Anyway - that’s all anecdotal, and I’ve never purchased whole insurance directly through a broker, so I don’t know how all that works. But, whole life can be a decent deal if you’re younger and want guaranteed coverage forever plus a safe(ish) small rate of return. I’m quite sure it’s not an ideal investment and certainly not what the OP is looking for.

Term insurance becomes punitively expensive as you age - ours went up about 40% when we hit 55 years of age, and it had gone up a similar percentage when we turned 50. I’m hoping we have enough of our other debt (mortgage etc.) paid down before we turn 60, that we can drop a good chunk of the coverage. It’s still cheaper per dollar of coverage than the whole policy - but in 10 years that will not be true.

So my advice re whole life: if you’re going to get it, buy at least some while you’re young enough that it’s cheap(ish) and keep it in force. Term life is cheaper up front but goes up over time, and if you develop health issues you may not even be able to get it.

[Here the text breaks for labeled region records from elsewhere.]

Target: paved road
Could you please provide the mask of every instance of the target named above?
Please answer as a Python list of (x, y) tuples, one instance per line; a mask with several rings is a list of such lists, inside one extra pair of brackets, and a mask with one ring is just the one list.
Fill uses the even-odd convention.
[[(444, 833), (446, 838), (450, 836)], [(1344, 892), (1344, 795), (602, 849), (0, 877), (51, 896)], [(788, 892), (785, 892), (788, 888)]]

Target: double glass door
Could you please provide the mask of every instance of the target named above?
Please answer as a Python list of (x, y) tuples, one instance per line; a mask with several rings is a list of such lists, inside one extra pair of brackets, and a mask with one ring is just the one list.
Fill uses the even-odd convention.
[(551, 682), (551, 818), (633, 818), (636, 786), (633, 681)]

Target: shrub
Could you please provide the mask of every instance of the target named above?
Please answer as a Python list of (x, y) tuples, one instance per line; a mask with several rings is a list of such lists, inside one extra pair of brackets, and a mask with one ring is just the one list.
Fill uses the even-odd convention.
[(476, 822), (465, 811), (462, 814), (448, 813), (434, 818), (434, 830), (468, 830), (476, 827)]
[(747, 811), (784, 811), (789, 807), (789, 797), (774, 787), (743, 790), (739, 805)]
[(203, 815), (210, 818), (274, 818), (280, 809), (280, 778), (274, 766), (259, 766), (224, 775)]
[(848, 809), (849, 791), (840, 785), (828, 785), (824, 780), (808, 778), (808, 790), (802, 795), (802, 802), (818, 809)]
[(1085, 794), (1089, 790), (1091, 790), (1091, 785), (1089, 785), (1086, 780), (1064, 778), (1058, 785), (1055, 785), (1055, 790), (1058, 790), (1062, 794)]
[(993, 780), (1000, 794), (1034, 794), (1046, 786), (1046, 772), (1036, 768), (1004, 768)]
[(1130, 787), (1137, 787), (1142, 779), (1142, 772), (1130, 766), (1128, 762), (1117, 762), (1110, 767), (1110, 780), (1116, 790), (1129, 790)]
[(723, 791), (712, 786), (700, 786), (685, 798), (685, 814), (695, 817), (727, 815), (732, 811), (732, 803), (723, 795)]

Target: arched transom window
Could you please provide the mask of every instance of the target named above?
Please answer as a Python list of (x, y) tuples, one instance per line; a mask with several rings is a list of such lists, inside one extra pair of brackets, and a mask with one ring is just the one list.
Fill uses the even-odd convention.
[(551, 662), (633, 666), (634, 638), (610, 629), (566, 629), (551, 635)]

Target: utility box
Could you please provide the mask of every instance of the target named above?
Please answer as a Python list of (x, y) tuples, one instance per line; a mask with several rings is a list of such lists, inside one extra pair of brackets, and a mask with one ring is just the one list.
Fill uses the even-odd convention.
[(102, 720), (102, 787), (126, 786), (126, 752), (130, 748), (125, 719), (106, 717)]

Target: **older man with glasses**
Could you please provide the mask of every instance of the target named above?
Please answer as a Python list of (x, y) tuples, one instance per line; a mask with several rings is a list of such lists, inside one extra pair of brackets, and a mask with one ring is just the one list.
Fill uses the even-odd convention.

About 4%, assuming 50 years exactly. Some of those years were low-rate years like now, but that includes e.g. the seventies, when interest rates (on risk-free government debt) were double digits. You of course also got the insurance.

Ahead compared to what, though? You’d need to calculate the cost of equivalent term life insurance coverage, and the return on whatever you would have done on the leftover money, which is hopefully not zero. That gets complicated. For rough orders of magnitude, $10/month invested in the stock market for the last 35 years would be worth about $27k today, if I did the math right and assuming dividends were reinvested and ignoring taxes (so correct e.g. in a 401(k) or IRA, optimistic by zero to >20% otherwise), using Shiller’s stock market data, and assuming 1% expenses/year. That expense ratio would be unreasonably high now, but fewer low-cost products were available in the past.